Richard P. Chapman Professor of Business Administration, Emeritus
Stephen A. Greyser is Richard P. Chapman Professor (Marketing/Communications) Emeritus, of the Harvard Business School, specializes in brand marketing, advertising, corporate communications, the business of sports, and nonprofit management. A graduate of Harvard College and Harvard Business School, he has been active in research and teaching at HBS since 1958. He was also an editor at the Harvard Business Review and later its Editorial Board Secretary and Board Chairman. He is responsible for 16 books, numerous journal articles, several special editions of journals, and over 300 published HBS case studies. Recent publications are Revealing the Corporation with John Balmer (on identity, reputation, corporate branding, etc.) and co-authored articles on “Monarchies as Corporate Brands,” Heritage Brands (a concept he co-created), “Aligning Identity and Strategy” (CMR lead article 2009), a 2011 Journal of Business Ethics article on ethical corporate marketing and BP, “Building and Maintaining Reputation Through Communications”, and a book chapter on “Corporate Communication and the Corporate Persona” (2013). He wrote the award-winning “Corporate Brand Reputation and Brand Crisis Management” in his co-edited “Corporate Marketing and Identity,” a special 2009 issue of Management Decision. He is co-author of a book on arts administration and editor of one on cultural policy. At HBS, he developed the Corporate Communications elective, creating over 40 cases and articles on issues management, corporate sponsorship, relations among business-media-publics, etc. His current research (co-authored) and most recent (2015) article is on the branding and identity of The Nobel Prize.
He created and teaches Harvard’s Business of Sports course, is a member of the University’s Faculty Standing Committee on Athletics, has served on the Selection Committee for the Boston Red Sox Hall of Fame, is on the board of The Sports Museum, and has authored numerous Business of Sports cases and articles. The latter include “Winners and Losers in the Olympics” (2006) and several on sponsorship, most recently (2012) on Sponsorship-Linked Internal Marketing (co-author), and an HBS case on Bank of America’s Sports Sponsorship. He also published HBS faculty commentaries on the Sochi Olympics. Two HBS working papers (2013) examined NBC and the 2012 London Olympics and how MLB clubs have commercialized their Japanese top stars. He has organized seminars on Fifty Years of Change in Intercollegiate Athletics, the Business of the Olympics, Sports in China, and “Fenway Park Comes to HBS,” on the business of Fenway Park for its 2012 Centennial. His comments on the meaning of the Olympics for China were seen by tens of millions in China on CCTV after the 2008 Opening Ceremonies. At Doha GOALS 2012 he moderated a private conference session of global sports leaders (including Lord Coe) on improving the Olympics. He has recently written an analysis of “Nation-Branding via Big Sports.” He received the American Marketing Association’s 2010 Sports Marketing lifetime achievement award for “distinguished career contributions to the scientific understanding of sports business.”

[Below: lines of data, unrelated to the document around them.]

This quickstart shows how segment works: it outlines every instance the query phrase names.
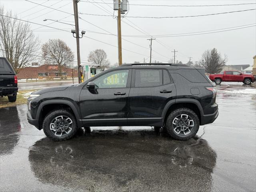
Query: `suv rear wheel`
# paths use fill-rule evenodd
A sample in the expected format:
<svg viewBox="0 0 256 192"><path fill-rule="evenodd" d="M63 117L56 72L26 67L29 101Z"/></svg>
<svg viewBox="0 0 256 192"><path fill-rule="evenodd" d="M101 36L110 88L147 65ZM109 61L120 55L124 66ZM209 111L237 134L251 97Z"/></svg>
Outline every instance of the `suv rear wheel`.
<svg viewBox="0 0 256 192"><path fill-rule="evenodd" d="M9 102L15 102L17 99L17 96L8 96L8 100Z"/></svg>
<svg viewBox="0 0 256 192"><path fill-rule="evenodd" d="M215 83L217 85L219 85L221 83L221 79L220 78L215 79Z"/></svg>
<svg viewBox="0 0 256 192"><path fill-rule="evenodd" d="M196 135L199 128L199 119L193 110L178 108L167 117L166 126L169 134L178 140L187 140Z"/></svg>
<svg viewBox="0 0 256 192"><path fill-rule="evenodd" d="M43 122L46 135L54 141L62 141L73 137L77 131L76 121L74 115L65 109L51 111Z"/></svg>
<svg viewBox="0 0 256 192"><path fill-rule="evenodd" d="M252 80L251 80L251 79L249 78L246 78L244 81L244 84L246 84L246 85L249 85L250 84Z"/></svg>

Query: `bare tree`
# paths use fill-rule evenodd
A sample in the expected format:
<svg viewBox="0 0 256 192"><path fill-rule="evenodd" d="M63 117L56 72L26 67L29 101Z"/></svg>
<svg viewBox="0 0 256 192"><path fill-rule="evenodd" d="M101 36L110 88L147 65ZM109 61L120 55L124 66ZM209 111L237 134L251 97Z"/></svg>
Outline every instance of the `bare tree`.
<svg viewBox="0 0 256 192"><path fill-rule="evenodd" d="M221 71L228 60L227 56L222 58L220 52L214 48L205 51L202 56L202 62L206 72L210 74L218 73Z"/></svg>
<svg viewBox="0 0 256 192"><path fill-rule="evenodd" d="M40 49L39 40L29 24L8 17L17 17L11 11L5 12L0 7L0 52L18 73L40 56L36 53Z"/></svg>
<svg viewBox="0 0 256 192"><path fill-rule="evenodd" d="M74 61L74 54L62 40L49 39L42 48L42 59L48 64L56 64L60 75L62 75L62 66L70 66Z"/></svg>
<svg viewBox="0 0 256 192"><path fill-rule="evenodd" d="M107 67L110 64L107 59L107 54L103 49L96 49L91 51L88 56L88 61L99 66L102 70Z"/></svg>

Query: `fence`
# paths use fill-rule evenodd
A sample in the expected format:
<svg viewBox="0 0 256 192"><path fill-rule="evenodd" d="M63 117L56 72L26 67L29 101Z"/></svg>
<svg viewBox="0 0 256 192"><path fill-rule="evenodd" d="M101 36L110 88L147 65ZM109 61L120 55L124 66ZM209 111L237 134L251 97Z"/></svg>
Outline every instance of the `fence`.
<svg viewBox="0 0 256 192"><path fill-rule="evenodd" d="M78 80L77 76L44 76L39 77L30 77L26 78L20 79L18 78L19 82L42 82L44 81L58 81L62 80L72 80L74 78L74 80Z"/></svg>

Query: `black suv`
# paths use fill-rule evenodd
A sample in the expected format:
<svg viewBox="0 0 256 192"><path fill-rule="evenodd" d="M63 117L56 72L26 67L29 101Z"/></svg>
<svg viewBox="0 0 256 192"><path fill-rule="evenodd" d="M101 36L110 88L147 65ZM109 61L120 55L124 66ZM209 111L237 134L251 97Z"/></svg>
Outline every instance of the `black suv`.
<svg viewBox="0 0 256 192"><path fill-rule="evenodd" d="M18 92L18 79L8 60L0 57L0 96L8 96L10 102L15 102Z"/></svg>
<svg viewBox="0 0 256 192"><path fill-rule="evenodd" d="M33 92L27 118L56 141L82 127L118 126L163 127L185 140L217 118L215 86L202 68L125 64L78 85Z"/></svg>

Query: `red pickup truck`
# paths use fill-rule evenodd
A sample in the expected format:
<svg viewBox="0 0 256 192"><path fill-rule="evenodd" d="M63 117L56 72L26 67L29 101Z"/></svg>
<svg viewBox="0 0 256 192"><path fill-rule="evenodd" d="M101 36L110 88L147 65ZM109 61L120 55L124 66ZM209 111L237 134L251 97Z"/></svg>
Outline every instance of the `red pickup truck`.
<svg viewBox="0 0 256 192"><path fill-rule="evenodd" d="M222 81L242 82L249 84L255 81L252 75L244 74L236 71L225 71L222 74L210 74L209 78L217 84L220 84Z"/></svg>

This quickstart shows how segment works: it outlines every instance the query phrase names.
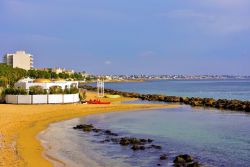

He is past executive director of the Marketing Science Institute and the charter member of its Hall of Fame, and also an elected Fellow of the American Academy of Advertising for career contributions to the field. He received the Institute for Public Relations 2009 special award for “lifetime contributions to public relations education and research,” and Lipscomb University’s 2011 MediaMasters award for a “body of [communications] work that stands as a model and inspiration for the next generation.” He was recognized by IE University (Spain) for his pioneering work in corporate communication. He twice was a public member of the National Advertising Review Board for U.S. advertising self-regulation. He has served on numerous corporate and nonprofit boards. He is a trustee of the Arthur W. Page Society, and he was the first academic trustee of the Advertising Research Foundation and of the Advertising Educational Foundation. He is a past national vice chairman of PBS and an overseer at WGBH and at the Museum of Fine Arts (Boston), where he was the founding chair of its Trustees Marketing Committee. He served as Alumni Association president of Boston Latin School, America’s oldest school (1635), and conducted its 350th and 375th Founder’s Day ceremonies as magister eventuum; he received its 2005 Distinguished Graduate Award. He is an Honorary Fellow (2012) of Brunel University, where he has been a Visiting Professor and a member of its Business School’s Advisory Board.
Known as "the Cal Ripken of HBS," in over 45 years of teaching at Harvard he has never missed a class.